Lets start with where things went wrong:
You did not backup your disk (which is /dev/sda).
You only backed-up a single partition.
In ASCII graphics:
-------------------- whole disk sda --------------------------
[MBR] [partition sda1] [possible second partition sda2] ...
Your dd command told the computer to only backup the partition /dev/sda1.
But now you are telling fdisk to look for the MBR, which is not in /dev/sda1 and thus was not backupped.
In short, fdisk is correct 'chromi.img doesn't contain a valid partition table'.
Now trying to fix this:
What is your goal:
- Copying the old image back over the existing partition?

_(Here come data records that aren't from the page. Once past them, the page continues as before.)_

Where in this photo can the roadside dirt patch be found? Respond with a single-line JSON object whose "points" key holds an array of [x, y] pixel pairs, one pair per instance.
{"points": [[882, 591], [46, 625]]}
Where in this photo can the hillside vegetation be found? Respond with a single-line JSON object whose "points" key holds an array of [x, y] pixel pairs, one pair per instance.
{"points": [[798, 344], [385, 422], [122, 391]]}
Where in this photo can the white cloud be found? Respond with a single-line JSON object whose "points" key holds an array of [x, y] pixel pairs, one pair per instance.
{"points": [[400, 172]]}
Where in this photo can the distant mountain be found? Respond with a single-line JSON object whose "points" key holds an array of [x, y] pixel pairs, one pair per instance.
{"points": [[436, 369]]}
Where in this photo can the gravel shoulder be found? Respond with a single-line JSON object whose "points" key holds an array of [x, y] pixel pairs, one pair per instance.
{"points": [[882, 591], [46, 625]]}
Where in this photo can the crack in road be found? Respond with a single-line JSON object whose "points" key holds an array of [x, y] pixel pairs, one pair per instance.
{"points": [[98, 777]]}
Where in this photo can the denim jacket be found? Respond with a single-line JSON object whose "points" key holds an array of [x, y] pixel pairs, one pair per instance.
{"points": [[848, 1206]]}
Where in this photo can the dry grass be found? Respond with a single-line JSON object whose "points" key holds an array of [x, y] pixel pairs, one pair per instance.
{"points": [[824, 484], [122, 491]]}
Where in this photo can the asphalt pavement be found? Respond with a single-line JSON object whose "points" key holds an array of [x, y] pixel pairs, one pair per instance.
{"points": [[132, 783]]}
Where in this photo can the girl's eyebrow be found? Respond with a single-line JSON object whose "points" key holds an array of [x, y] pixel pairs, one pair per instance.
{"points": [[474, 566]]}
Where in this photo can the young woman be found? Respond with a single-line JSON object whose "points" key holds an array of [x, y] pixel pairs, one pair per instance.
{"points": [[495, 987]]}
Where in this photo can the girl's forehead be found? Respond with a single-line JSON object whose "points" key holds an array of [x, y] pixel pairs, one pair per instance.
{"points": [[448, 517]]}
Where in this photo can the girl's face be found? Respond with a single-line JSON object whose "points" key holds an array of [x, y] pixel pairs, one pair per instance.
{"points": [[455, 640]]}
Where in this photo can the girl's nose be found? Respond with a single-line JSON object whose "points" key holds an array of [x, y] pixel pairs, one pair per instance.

- or is it reading old data from the backup?
To copy things back you could boot from something, get access to your image (wherever it is. I assume you stored it somewhere on an external HDD or on an SDcard) and reverse the dd command to restore to the situation before the backup.
dd of=/dev/sda1 if=/path/to/image
To mount the filesystem (and not the whole disk) in the image you would:
- Create a loopback device (e.g.
losetup -d /dev/loop0
)
- And tell it to use the image (
losetup /dev/loop0 /path/to/image
)
- You could then mount the loopback device just as a regular device. (e.g. mount /dev/loop0 /mnt`)
For future reference (and other readers with similar problems):
What you probably wanted to do is to backup the whole disk including boot record, all partitions and empty space. To do that you would use /dev/sda (without partition number). And you might want to pile that though gzip and or netcat.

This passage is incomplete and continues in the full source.